Located at one of the far ends of the orange line, this neighbourhood sushi restaurant fits right in with the motley crew of restaurants on Decarie Boulevard. There’s tons of options around here, but this is where you go in the area for quality sushi at a fraction of the cost you’ll find elsewhere. Make a reservation or plan to take your order of thick cut chu-toro, kamikaze rolls and tamago omelette nigiri to go.


This gorgeous vegan sushi restaurant in the Old Port is the brainchild of Sushi Momo owner Christian Ventura and Dominic Bujold of Sushi Shop and vegetarian restaurants LOV. The zen-inspired design courtesy of Jacinthe Piotte makes Bloom Sushi the most romantic vegetarian restaurant in the city, thanks to wood and foliage adorning the wraparound bar and adjacent dining room. The menu is an extensive list of creative appetizers, maki, cocktails and sake, from the Kamikaze roll with heart of palm and avocado to the Bollywood with vegan shrimp, sweet potato and curry aioli. There’s even marinated enoki mushroom nigiri and a trademarked tomato “Tunato” nigiri with green onion garnish and balsamic glaze.

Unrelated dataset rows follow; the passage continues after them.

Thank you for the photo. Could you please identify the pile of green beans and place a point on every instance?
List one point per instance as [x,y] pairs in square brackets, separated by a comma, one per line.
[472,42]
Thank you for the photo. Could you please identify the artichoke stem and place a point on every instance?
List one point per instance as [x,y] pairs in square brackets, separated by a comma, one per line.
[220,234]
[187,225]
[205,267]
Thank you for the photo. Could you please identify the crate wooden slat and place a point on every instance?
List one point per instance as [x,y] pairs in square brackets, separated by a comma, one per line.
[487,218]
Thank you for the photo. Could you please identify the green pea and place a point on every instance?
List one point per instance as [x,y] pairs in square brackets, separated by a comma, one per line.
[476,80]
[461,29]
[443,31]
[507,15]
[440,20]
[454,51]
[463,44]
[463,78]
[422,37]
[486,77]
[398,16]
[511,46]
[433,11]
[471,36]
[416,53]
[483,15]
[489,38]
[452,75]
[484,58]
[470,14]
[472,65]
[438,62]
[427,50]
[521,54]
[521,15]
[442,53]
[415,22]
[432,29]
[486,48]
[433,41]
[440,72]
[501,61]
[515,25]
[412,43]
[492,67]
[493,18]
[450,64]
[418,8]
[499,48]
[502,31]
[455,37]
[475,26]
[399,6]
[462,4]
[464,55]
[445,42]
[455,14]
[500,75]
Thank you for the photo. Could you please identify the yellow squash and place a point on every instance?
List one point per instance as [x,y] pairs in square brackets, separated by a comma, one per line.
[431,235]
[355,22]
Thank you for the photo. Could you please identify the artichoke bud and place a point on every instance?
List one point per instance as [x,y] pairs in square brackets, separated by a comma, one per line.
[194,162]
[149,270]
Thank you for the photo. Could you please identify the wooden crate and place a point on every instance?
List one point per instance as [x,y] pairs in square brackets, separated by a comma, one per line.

This restaurant is the brainchild of owner Madonna Bailey and her friends from downtown restaurant Shô-Dan, who figured that the West Island needed its first upscale sushi restaurant back in 2003. Ever since, people have been travelling for the ambiance—wood-panelled walls lined with art and a sushi counter coloured royal blue by the lights above—as much as they have for fusion rolls.


This 15-seater is BYOB, but most opt for delivery and take-out anyway, which is really still BYOB since the owner encourages you to bring-your-own-bag. Besides, you can have whatever beer, wine or sake you want at home, but are you really going to make your own deep-fried smoked meat roll (pickles included)?

It’s all the usual suspects at this tiny sushi shop and Asian convenience store; California rolls, sushi pizzas and some of the cheapest nigiri around make up the eat-in menu. For better ambiance, though, join the line for takeout and don’t forget to grab some pocky and mochi ice cream on your way out.


Those who know this downtown sushi spot from chef Haruo Ogrura and Jack Roko know it delivers, and those that try it are immediately romanced. The chef’s thirty years of experience are on full display, working with both imports from Japan as well as regional fish as well to form its long menu of sashimi, nigiri, temaki, hosomaki, and chumaki.

Priding itself on having the largest selection of sashimi this side of the Saint-Lawrence River, this sushi restaurant in Saint-Lambert ’s Shoji is perfect for those looking to explore new flavours alongside all the classics. From ‘new style’ sashimi with butterfish in truffle sauce, sea bass with micro greens, and sea bream in ponzu sauce to foie gras maki and expansive omakase menus—plus an à la carte sushi menu—it’s some of the best and freshest in the city.


Platters on platters of colourful displays of sushi make up this Mile End restaurant’s menu, where there’s just as much maki and omakase plates as there are curiosities like the ‘exotic salmon’ where it’s artfully served carpaccio style or the salmon tartare ‘Mount Fuji’ that comes served on a fried shiso leaf. Better still, the menu shifts items now and then, leaving you guessing with every fulfilling return visit.